Cracking loud thunderclaps with arrow-straight downpours on hot summer days remind me of childhood. Yesterday afternoon I sat on my porch for an hour just watching the rain and remembering days like this. When we aren’t in drought years, these summer storms appear commonly in the region; yet they always evoke memories of long ago, I suppose because when I was a child I could just sit around watching a thunderstorm instead of, well, doing grownup things. Like working in an office, teaching a class, grocery shopping, laundry, reading emails, whatever I’ve been doing during the past 50 summers.
I spent many a mid-summer week or two in northern Indiana, where this type of storm was common. My grandmother always appreciated them, saying, “They make the corn grow.” Which must also have been true in the coastal plains of southern New Jersey, where I spent the rest of every summer. (Sweet corn is excellent in both regions.)
So, I think of thunderstorms on days so hot we could just run around outside in sundresses or bathing suits, getting doused, or sit on a porch and read while the lightning flashed and the rain came down in torrents. And then have garden tomatoes and corn on the cob for dinner, and go outside after dusk arrived and chase fireflies in the wet grass. These are the kinds of things that I feel nostalgic about, though I am not generally a person who gives much energy to nostalgia. It has been awhile since I had enough unoccupied time on my hands that an hour on the back porch observing the rain seemed like a valuable thing to do.
But it is.
Anyway, here’s a prose poem from my book Abundance/Diminishment that I recalled to myself while I was watching the storm.
~~
Competition, Wet Summers
…so here’s this young woman practically in tears—it’s almost one o’clock
and raining harder than ever, thunder so close it’s practically grabbing us by the
shoulders and the lights dim inside each time the sky goes millisecond-bright.

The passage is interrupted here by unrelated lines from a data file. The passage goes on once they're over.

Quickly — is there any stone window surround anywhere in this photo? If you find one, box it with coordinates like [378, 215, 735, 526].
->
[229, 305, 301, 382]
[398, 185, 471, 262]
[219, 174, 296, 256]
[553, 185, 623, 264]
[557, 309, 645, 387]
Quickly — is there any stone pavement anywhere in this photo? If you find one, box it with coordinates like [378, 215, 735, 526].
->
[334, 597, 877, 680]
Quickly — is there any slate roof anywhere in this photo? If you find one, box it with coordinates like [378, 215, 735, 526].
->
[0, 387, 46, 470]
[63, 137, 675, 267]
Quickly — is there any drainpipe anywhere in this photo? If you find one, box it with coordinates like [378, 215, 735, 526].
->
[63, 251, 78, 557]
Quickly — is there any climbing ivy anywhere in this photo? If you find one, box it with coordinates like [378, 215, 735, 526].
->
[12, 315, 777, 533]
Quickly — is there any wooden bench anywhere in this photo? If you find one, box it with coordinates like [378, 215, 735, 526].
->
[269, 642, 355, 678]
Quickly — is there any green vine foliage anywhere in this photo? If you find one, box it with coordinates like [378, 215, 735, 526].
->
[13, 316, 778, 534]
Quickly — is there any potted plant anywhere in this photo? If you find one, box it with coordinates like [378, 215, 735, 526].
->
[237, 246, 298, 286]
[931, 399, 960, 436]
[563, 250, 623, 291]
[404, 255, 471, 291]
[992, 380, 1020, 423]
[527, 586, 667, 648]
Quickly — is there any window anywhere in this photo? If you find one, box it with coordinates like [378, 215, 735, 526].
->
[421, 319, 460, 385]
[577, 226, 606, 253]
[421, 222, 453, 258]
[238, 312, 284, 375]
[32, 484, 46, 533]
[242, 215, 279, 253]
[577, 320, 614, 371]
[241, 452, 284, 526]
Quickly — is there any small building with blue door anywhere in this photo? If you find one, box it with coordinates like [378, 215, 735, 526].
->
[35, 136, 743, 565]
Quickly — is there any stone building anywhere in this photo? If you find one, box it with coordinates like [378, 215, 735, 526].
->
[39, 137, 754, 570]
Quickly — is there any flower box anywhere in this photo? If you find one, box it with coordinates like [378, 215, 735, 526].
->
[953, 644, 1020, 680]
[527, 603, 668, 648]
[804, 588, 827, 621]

It doesn’t feel like midday. Every stall is full and the horses aren’t happy.
We can hear the skittish ones hollering, pawing, kicking at the doors. It’s a squall,
I tell Sara; but she’s frustrated, fuming, has her tack cleaned and her dress breeches
on for a three o’clock show she’s convinced won’t happen now that all hell’s let
loose in the form of torrents and flash floods, and there’s a stream coursing from
the south door into the first bay of the stable—it looks like the River Jordan.

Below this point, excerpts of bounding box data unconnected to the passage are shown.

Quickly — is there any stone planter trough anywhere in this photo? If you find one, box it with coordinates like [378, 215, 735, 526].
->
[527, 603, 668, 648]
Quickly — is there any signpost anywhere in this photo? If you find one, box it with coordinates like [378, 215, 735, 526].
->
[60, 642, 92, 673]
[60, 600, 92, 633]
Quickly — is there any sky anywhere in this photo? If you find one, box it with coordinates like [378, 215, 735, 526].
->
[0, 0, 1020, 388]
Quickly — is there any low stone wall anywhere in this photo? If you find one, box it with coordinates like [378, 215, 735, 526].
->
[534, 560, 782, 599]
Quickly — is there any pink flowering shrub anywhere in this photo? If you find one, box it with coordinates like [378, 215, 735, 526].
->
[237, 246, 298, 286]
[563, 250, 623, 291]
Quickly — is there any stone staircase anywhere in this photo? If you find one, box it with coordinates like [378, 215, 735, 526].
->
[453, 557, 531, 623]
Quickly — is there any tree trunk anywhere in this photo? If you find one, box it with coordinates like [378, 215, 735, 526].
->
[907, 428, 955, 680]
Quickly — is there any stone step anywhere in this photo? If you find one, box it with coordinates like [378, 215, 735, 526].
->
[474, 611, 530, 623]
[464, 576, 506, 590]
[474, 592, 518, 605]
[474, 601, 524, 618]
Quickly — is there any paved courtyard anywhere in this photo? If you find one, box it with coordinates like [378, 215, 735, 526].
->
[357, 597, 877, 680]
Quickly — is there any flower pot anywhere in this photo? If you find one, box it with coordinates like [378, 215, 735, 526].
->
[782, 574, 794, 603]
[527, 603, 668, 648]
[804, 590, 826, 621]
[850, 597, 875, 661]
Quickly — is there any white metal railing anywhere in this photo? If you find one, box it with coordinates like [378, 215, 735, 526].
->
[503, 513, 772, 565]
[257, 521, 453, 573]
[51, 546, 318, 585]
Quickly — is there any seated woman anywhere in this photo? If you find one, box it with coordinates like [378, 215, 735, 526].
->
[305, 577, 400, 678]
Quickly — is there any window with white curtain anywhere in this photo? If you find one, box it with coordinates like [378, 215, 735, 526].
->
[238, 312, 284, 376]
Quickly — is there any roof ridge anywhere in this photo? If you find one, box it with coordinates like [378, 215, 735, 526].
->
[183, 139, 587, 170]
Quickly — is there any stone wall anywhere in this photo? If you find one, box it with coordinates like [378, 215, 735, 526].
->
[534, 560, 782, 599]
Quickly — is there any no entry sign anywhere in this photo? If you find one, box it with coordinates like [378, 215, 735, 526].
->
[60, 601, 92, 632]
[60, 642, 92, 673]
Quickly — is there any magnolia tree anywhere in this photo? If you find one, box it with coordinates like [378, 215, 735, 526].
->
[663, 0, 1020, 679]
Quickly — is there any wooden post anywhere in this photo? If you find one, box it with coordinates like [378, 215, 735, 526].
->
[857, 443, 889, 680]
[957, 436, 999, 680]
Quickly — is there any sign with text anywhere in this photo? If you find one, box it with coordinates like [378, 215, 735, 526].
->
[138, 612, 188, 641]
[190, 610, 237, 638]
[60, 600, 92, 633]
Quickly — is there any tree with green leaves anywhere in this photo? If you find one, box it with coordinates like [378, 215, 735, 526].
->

The roof leaks at a spot directly above her shampooed and just-groomed mare
and I’ve run out of cheery platitudes and patience; I just walk myself to the barn’s
far end, feel the rain splash up my legs from the puddle at the threshold, dripping
on my neck and face through rotten shingles. The wind stops. It’s a straight-
falling deluge and hot, a no-relief rain with big drops that bubble in temporary
pools of runoff by the wash stalls. The afternoon is green and grey, the puddles
a stirred-up brown, and I remember my former boss—thirty years ago—standing
in the type shop doorway on a day like this one. The look on his face was worse
than Sara’s, not frustration or mutiny but numb desolate recall, slack and empty.
“Man,” he said, “It used to rain like this in ’Nam.”